白菜は赤い着物の女の子に変身をして新年号来る 谷口 誉子
愛らしき表紙絵しばし見つめおり声かかるのを待ちいる様に 板津恵美子
中部短歌誌の表紙は、一月、白菜から赤い着物の女の子に変わった。白菜はたっぷりと水分を抱えて美味しそうであったし、手毬を持った女の子は真紅の着物が少し大人びていて人を惹きつける。イラストは深津真也氏。編集発行人である大塚寅彦、第一歌集『刺青天使』の表紙も氏によるもの。谷口作品の、白菜が「変身をして」が良い。かぼちゃが馬車に、ではないが、一月号の表紙をみたときの驚きが込められているようだ。板津作品では、思わず声をかけたくなると表現するところを、「声かかるのを待ちいる」と主体を逆転させ、対話しているような構成が面白い。「見つめおり」のあと一字あけると、主体が変わったことをよりはっきりさせられると思うが、どうか。

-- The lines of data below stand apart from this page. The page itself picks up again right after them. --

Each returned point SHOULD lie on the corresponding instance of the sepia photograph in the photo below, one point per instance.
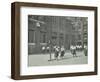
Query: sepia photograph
(57, 40)
(53, 40)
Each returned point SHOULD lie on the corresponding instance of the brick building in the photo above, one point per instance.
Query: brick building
(53, 30)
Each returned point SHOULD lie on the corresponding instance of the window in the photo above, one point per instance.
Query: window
(43, 37)
(31, 36)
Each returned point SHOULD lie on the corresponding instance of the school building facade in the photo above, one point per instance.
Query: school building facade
(51, 31)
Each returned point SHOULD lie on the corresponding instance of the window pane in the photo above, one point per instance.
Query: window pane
(43, 37)
(31, 36)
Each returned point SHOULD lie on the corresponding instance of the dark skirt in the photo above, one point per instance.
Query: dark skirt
(56, 54)
(62, 53)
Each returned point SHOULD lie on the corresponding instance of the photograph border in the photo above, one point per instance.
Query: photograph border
(15, 39)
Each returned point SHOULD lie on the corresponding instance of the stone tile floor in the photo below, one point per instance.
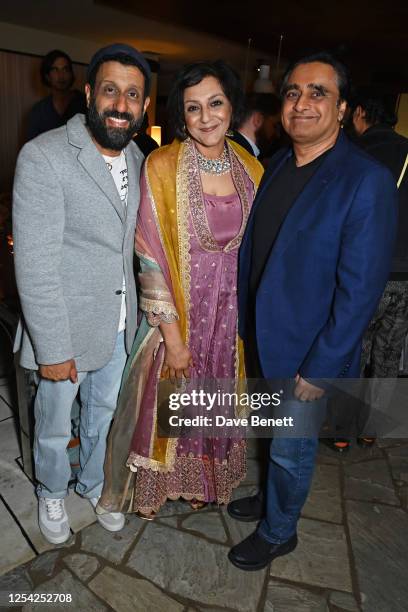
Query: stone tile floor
(352, 553)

給料日送金三つ印字ある旧き通帳に子育ての吾居り 日馬 真代
「印字ある」、「吾居り」と現在形にすることで、入ってきたのをすぐに送金しなくてはならなかった子育ての大変な時期が、現在にぱあっと蘇った感じが出る。この歌に作中主体の現在の様子はどこにもいないのだが、過去と対峙することによって、また新たな一歩を踏み出すような予感がある。

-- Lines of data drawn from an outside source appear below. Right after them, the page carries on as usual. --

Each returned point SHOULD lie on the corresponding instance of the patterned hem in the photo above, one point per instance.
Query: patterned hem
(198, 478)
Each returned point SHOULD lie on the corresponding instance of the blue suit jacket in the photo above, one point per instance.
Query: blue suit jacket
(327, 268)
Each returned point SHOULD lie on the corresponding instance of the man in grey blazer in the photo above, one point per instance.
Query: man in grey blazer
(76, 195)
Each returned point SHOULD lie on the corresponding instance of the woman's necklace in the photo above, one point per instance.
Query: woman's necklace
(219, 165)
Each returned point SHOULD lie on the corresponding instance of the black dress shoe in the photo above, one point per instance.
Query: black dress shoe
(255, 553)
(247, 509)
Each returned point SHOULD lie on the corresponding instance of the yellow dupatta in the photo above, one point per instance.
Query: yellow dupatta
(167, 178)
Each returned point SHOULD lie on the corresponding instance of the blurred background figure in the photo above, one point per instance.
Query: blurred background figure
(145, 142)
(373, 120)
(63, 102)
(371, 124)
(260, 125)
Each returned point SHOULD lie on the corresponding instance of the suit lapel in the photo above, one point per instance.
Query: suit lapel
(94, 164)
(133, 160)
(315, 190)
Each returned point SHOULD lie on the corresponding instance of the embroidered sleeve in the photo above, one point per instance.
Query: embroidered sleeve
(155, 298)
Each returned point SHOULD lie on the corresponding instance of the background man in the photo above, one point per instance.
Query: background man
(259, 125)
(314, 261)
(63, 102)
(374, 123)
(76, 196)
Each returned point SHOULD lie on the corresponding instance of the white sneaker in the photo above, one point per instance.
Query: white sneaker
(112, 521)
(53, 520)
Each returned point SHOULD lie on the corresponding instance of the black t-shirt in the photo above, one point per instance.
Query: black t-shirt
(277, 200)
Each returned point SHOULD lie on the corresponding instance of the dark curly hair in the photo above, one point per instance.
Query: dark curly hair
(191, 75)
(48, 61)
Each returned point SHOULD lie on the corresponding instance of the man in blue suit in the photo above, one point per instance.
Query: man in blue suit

レイテより生還なしし兄いまだ壮健にして九十を越ゆ 永冶八重子
それはすごい、と思わず声に出してしまった。すぐに大岡昇平の『レイテ戦記』が思い浮かぶ。壮絶な戦いから無事に生還され、戦後の日本の変わりようをいかに見ておられるのだろう。伺ってみたいと思った。
続いて「歌壇」4月号から。
ふところから水晶玉をとり出す気配もあらず猫の眼青し 小島ゆかり
「雪凍る窓」のなかの一首。犬と水晶玉なら『八犬伝』なのだが、猫である。「ふところから」何か出してくるのは、ドラえもんと決まっているが、体が青いのではなく、眼が青い。なんだろう、と気になった一首。何度か読むうちに、これは‘猫の眼が青いよ’と言っているだけなのでは?と思うようになった。「ふところから水晶玉をとり出す気配も」ないくらい確信をもって、猫の眼が青いのだ。

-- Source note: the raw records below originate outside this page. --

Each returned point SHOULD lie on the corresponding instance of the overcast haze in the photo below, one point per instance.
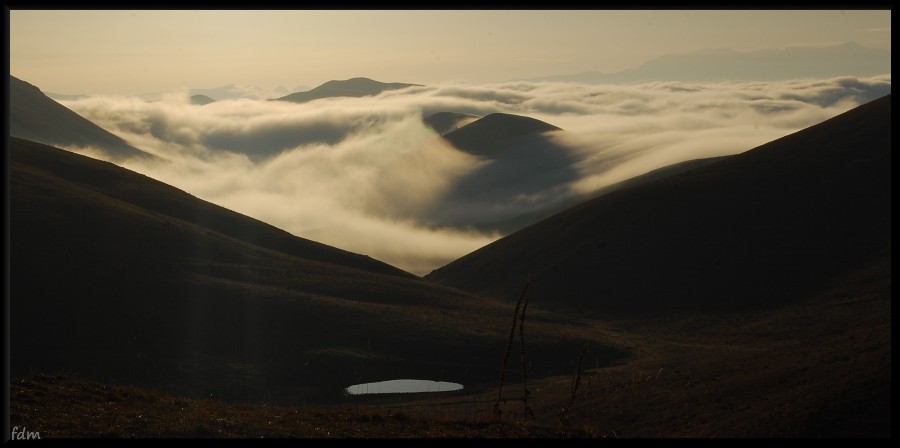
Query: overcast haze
(365, 174)
(131, 52)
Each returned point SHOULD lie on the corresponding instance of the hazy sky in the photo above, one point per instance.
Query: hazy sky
(132, 51)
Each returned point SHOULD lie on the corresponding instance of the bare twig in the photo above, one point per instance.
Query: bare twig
(512, 333)
(576, 379)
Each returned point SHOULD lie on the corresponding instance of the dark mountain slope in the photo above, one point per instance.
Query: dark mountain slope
(118, 277)
(444, 122)
(34, 116)
(758, 228)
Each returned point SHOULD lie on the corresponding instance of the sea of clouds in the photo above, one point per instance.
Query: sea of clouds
(363, 174)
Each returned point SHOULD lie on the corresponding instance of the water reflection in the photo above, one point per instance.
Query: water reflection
(402, 387)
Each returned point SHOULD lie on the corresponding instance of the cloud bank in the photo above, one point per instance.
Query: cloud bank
(366, 175)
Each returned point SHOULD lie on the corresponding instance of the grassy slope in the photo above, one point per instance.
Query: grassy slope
(817, 365)
(118, 277)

ガラス窓ふるへゐる見て地震かと身構へしのち風と知るなり 松坂 弘
「ビルの西側」一連の一首。一年を過ぎてもなお余震が続く現在、窓の震えを見るだけで地震かと身構えてしまう。風のせいだとわかって脱力するような、読後感がある。震災後、わたしはタンクローリーをみるとテンションが上がるようになった。「ガソリン来た―」と心のなかで叫ぶ。もう二度と、ガソリン待ちの行列に並びたくない。